Poète de la revendication

C’est dès sa jeunesse que Mohya se fait remarquer comme poète. En 1970, lors d’une excursion avec Mouloud Mammeri, il lit son poème Ayen bγiγ (Ce que je veux), aussitôt salué par son maître. Le texte sera popularisé par le groupe Imazighen Imoula sous le titre Ayen riγ.

D’autres poèmes, comme Tahya Barzidan (Vive le président !) ou Ammarezg-nneγ ! (Ô, notre bonheur !), connaîtront une large diffusion grâce à des chanteurs tels que Ferhat, Takfarinas, Malika Domrane, Idir ou encore Slimane Chabi. Dans une société où l’oralité est essentielle, ses vers deviennent des hymnes de la revendication identitaire.

Conteur et nouvelliste

Mohya s’illustre également par ses contes et nouvelles, souvent diffusés sous forme de cassettes audio dans les années 1980 et 1990. Avec humour et sens critique, il réinvente les récits populaires : Tamacahut n Iqannan (l’histoire des nains), Tamacahut n ileγman (l’histoire des chameaux), Wwet ! (Frappe donc !)… Une dizaine d’autres restent inédites, témoignant de l’abondance de son œuvre.

Le théâtre : l’universel en kabyle

C’est sans doute dans le théâtre que Mohya laisse son empreinte la plus forte. Avec sa troupe Asalu, il traduit et adapte plus d’une vingtaine de pièces venues du patrimoine mondial : Molière, Beckett, Pirandello, Brecht, Brassens, Mrożek

Fondateur du théâtre d’expression kabyle, Mohya adapte et traduit les plus grands classiques :

  • En attendant Godot de Samuel Beckett,

  • Tartuffe de Molière,

  • La Jarre de Luigi Pirandello,

  • Les Émigrés de Sławomir Mrożek.

Ses adaptations ne sont pas de simples traductions littérales : elles enracinent les classiques universels dans la culture kabyle, leur donnant une nouvelle vie, drôle, profonde et accessible.

« Si l'on veut être compris de la majorité, on ne peut que s'exprimer dans nos langues vernaculaires, c'est-à-dire le berbère ou l'arabe. »Mohya

Un héritage toujours vivant

Poète, conteur, pédagogue et traducteur, Mohya a su montrer que la langue amazighe pouvait exprimer l’humour, la critique sociale et la philosophie universelle. Il laisse derrière lui des poèmes chantés, des pièces jouées, des contes racontés et surtout une conviction : défendre une langue, c’est défendre une mémoire collective et une vision du monde.

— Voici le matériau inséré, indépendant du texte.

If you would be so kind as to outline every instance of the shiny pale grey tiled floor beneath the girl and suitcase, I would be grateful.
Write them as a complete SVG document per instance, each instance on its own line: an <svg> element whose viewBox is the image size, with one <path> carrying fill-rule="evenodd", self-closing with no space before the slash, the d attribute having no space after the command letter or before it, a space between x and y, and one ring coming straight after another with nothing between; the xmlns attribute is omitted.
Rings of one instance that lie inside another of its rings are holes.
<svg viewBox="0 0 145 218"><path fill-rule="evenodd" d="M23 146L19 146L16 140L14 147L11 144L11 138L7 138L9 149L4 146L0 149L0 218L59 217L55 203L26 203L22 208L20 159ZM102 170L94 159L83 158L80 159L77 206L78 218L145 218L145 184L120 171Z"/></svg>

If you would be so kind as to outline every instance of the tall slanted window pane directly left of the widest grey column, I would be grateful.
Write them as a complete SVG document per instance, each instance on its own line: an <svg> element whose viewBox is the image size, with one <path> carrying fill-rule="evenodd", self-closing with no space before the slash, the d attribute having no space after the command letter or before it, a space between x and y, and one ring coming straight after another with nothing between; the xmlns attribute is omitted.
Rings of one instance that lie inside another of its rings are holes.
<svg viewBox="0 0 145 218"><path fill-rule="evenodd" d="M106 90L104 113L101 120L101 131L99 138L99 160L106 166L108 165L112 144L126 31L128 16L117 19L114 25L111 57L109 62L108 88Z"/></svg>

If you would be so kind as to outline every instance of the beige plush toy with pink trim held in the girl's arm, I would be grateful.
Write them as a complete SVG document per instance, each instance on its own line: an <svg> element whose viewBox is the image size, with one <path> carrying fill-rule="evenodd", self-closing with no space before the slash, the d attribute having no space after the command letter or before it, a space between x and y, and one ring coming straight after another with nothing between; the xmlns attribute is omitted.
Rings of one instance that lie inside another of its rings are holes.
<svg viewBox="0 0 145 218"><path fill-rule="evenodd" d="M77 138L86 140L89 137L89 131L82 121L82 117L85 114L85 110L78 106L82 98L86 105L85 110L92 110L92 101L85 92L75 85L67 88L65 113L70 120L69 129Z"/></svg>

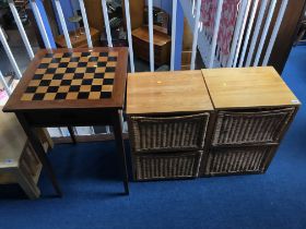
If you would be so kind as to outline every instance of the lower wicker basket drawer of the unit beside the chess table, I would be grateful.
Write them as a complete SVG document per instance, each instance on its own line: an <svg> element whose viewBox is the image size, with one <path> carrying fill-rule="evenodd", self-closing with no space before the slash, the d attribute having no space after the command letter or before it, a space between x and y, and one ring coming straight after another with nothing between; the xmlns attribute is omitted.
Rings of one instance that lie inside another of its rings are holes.
<svg viewBox="0 0 306 229"><path fill-rule="evenodd" d="M134 179L164 180L196 178L202 152L133 155Z"/></svg>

Redécouvrir Mohya aujourd’hui

Revenir à Mohya, c’est plus qu’un hommage : c’est un geste de résistance culturelle. Ses textes, ses enregistrements et ses traductions nous rappellent que chaque langue, même minoritaire, a la puissance de dire l’universel.

Alors, si vous tombez un jour sur une cassette, un texte ou une citation de Mohya, prenez le temps de l’écouter. Vous y trouverez l’écho d’une Kabylie fière et vivante, et la voix intemporelle d’un homme qui a fait de sa langue une scène ouverte au monde.